Operator: The next question comes from Nik Burns from Jarden Australia.
Nik Burns: Looking ahead of what's shaping up to be a very active FY '23 from a drill bit perspective, I think you've got wells planned now in the Perth Basin. You got Bass, Cooper and now the Taranaki Basin. Just probably the one basin you haven't got in there at the moment is Otway. You've got 3 wells to go there. Just wondering what -- if you can explain what happens to the rig after these wells? Is there any temptation to keep it on to drill additional exploration wells in the Otway, given the number of prospects you have there and the flexibility adds to your sales volumes to the plant and the expected tightness in the East Coast gas market?
Morné Engelbrecht: Yes, no, it's obviously a consideration that we need to think about in terms of the rig. Obviously, as you know, mobilizing these offshore rigs and getting the right rig for the offshore program is challenging. So, I don't want to make any predictions or forecasts on any of that, but our focus is on delivering the current Thylacine wells. And as I said before, we're working our way through understanding better the onshore and offshore prospects there and looking at that more broadly and how we could further develop the offshore point of view as well, but also looking more specifically at the nearshore opportunities that's presented there. So I think both nearshore and offshore, we'll look at them and make a decision on in the coming 12 months. But for now, we are definitely focused on delivering those Thylacine wells.

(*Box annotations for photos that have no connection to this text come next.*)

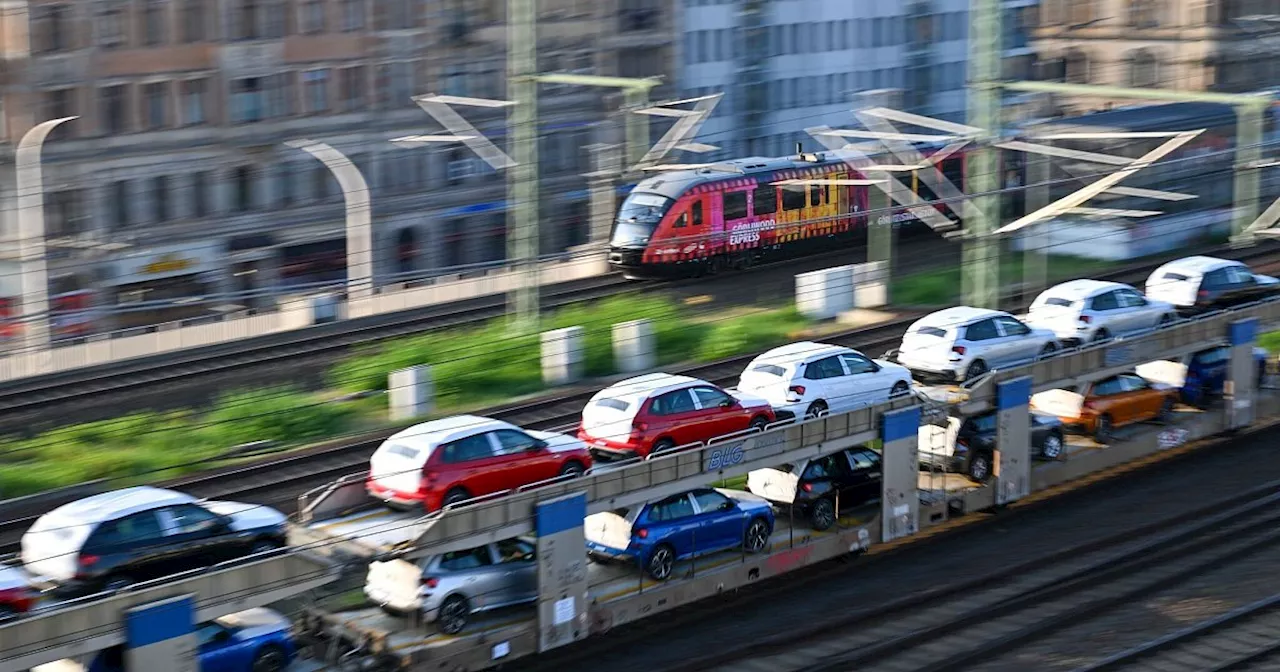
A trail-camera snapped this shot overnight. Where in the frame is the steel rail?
[0,247,1280,553]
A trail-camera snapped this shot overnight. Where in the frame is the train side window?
[754,184,778,216]
[782,187,804,210]
[724,191,746,220]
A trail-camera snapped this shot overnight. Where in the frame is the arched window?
[1129,49,1160,88]
[1129,0,1160,28]
[1062,49,1089,84]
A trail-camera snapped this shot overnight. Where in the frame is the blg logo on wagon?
[703,431,787,472]
[728,219,778,244]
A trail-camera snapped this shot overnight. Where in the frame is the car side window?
[156,504,218,535]
[490,429,538,454]
[694,388,733,410]
[88,511,163,548]
[840,353,877,375]
[649,493,694,522]
[694,490,732,513]
[440,547,493,572]
[849,451,879,471]
[804,355,845,380]
[964,319,1000,340]
[649,389,698,415]
[1089,292,1120,311]
[494,539,534,563]
[444,434,493,465]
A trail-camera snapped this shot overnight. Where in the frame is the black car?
[746,447,883,530]
[919,411,1066,483]
[22,486,285,595]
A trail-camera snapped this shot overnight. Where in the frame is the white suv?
[1027,280,1178,343]
[737,342,911,420]
[897,306,1059,383]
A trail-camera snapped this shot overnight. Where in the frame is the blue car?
[584,488,773,581]
[88,609,296,672]
[1137,346,1267,406]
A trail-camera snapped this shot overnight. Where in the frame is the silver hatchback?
[365,538,538,635]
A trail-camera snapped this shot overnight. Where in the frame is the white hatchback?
[737,340,911,420]
[1027,280,1178,343]
[897,306,1059,383]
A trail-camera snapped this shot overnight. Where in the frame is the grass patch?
[893,255,1129,306]
[0,296,809,498]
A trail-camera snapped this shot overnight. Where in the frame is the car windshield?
[609,192,675,247]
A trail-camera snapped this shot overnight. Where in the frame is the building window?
[151,175,169,221]
[31,5,70,54]
[142,82,169,129]
[1129,49,1158,88]
[111,179,132,229]
[182,79,209,125]
[232,77,264,124]
[342,0,365,32]
[338,65,365,111]
[97,4,127,49]
[142,0,166,46]
[234,0,259,40]
[302,0,325,35]
[1064,50,1089,84]
[302,69,329,114]
[191,172,209,218]
[182,0,206,44]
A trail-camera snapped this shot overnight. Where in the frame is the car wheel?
[969,453,991,483]
[1093,415,1111,443]
[250,644,289,672]
[435,595,471,635]
[645,544,676,581]
[1041,433,1062,460]
[742,518,769,553]
[102,575,136,590]
[561,460,586,479]
[442,488,471,507]
[809,497,836,532]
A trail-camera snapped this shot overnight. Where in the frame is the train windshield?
[609,192,675,247]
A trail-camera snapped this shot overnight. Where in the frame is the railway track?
[1075,594,1280,672]
[672,483,1280,672]
[0,240,1280,553]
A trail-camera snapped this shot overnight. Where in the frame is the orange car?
[1032,374,1178,443]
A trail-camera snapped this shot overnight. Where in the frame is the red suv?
[365,415,591,512]
[577,374,774,458]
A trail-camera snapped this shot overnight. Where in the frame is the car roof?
[595,374,710,398]
[913,306,1009,328]
[755,340,852,364]
[1044,278,1129,300]
[387,415,518,448]
[1160,255,1242,275]
[45,485,198,525]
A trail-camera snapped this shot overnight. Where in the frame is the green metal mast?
[507,0,540,333]
[960,0,1001,308]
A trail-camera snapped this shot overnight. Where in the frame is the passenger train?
[609,102,1270,279]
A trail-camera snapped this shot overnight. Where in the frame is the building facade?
[0,0,673,326]
[1033,0,1280,111]
[677,0,1036,157]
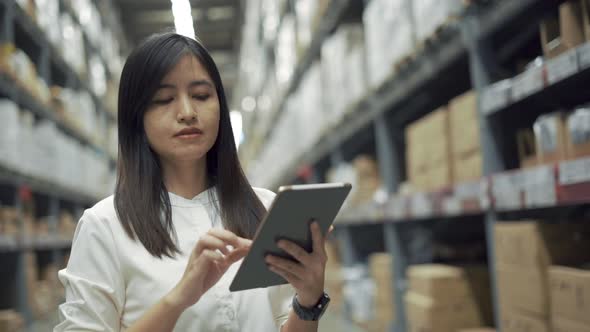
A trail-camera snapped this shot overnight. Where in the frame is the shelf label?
[385,197,406,220]
[523,166,557,207]
[492,171,525,210]
[494,190,522,210]
[442,197,463,216]
[559,158,590,186]
[453,181,483,199]
[547,49,578,84]
[512,66,545,101]
[578,42,590,69]
[410,193,434,218]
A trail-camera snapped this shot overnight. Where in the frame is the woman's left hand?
[266,221,328,308]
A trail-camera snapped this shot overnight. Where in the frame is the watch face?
[293,293,330,321]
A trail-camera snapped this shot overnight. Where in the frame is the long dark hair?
[115,32,266,258]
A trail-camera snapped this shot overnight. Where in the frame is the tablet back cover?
[230,184,351,292]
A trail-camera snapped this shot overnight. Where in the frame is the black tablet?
[229,183,351,292]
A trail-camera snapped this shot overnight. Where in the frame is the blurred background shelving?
[0,0,590,332]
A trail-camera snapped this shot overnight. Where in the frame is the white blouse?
[54,188,294,332]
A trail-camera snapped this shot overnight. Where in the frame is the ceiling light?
[170,0,195,39]
[229,110,244,147]
[242,96,256,112]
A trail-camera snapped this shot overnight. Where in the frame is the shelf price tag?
[442,197,463,216]
[512,66,545,101]
[559,158,590,186]
[492,172,524,210]
[410,193,434,218]
[385,196,407,220]
[547,49,579,84]
[523,166,557,208]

Nik Burns: Got it. And just on the Perth Basin, you've talked about Waitsia development drilling, minimum of 5 development wells. Just wondering what would flex that 5 well number higher? Is it the results from the drilling? And just maybe a bit more color around how long that campaign is due to take? I'm assuming that same rig will then move on to the proposed 3 to 6 development and exploration well campaign in your other Perth Basin permit?

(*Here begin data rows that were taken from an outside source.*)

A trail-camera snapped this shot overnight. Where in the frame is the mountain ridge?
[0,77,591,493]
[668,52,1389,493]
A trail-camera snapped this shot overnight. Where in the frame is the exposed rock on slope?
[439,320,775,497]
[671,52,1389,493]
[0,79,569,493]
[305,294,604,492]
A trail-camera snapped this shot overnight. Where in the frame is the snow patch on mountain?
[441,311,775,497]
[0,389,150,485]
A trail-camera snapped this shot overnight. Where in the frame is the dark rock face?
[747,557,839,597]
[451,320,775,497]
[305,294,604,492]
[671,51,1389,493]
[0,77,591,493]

Morné Engelbrecht: I might throw that to Sam. Sam, do you want to go?
Sam Algar: Yes, we're in discussions with Mitsui, the operator on the appropriate number and location of the wells. And so, as is normal with any development. And so, we're looking at whether it's 5, whether it's 6 and the timing of those, the overall development of the field requires more wells than that. And so, it's a key consideration as to when it makes sense to drill those, which can be related to their exact position. And then in regards to the exploration and additional development drilling, yes, that would follow on after those developed wells.
Nik Burns: And in terms of that campaign, I mean, you've got the exploration and development, I'm assuming development is around the Beharra Springs deep. But in terms of market for that gas and when you've been in a position to outline our plans for your exploration wells as well. When can we expect an update on that, please?
Morné Engelbrecht: Yes. Look, I think we -- as we said, we're focused on development wells, so that will take us the next 12 months to complete those. So during that period of time, we'll get to an agreement with Mitsui on the exploration potential and the wells we want to drill in the sequence of those wells. We want to go after the locations. So we'll come back to the market in due course once we sort all that out, which will be in the next 6 to 12 months.
Operator: The next question comes from Jon Bishop from Euroz Hartleys.
Jon Bishop: Just around the plant capacity there in the Otway. Can you remind me what limits your ability to sell additional volume into the spot market? Is the Origin gas sales agreement is predicated on a reserve number? I guess, where I'm getting to is, you obviously got a reasonable amount of growing capacity now, spot market looks to be reasonably firm. What are your limits there?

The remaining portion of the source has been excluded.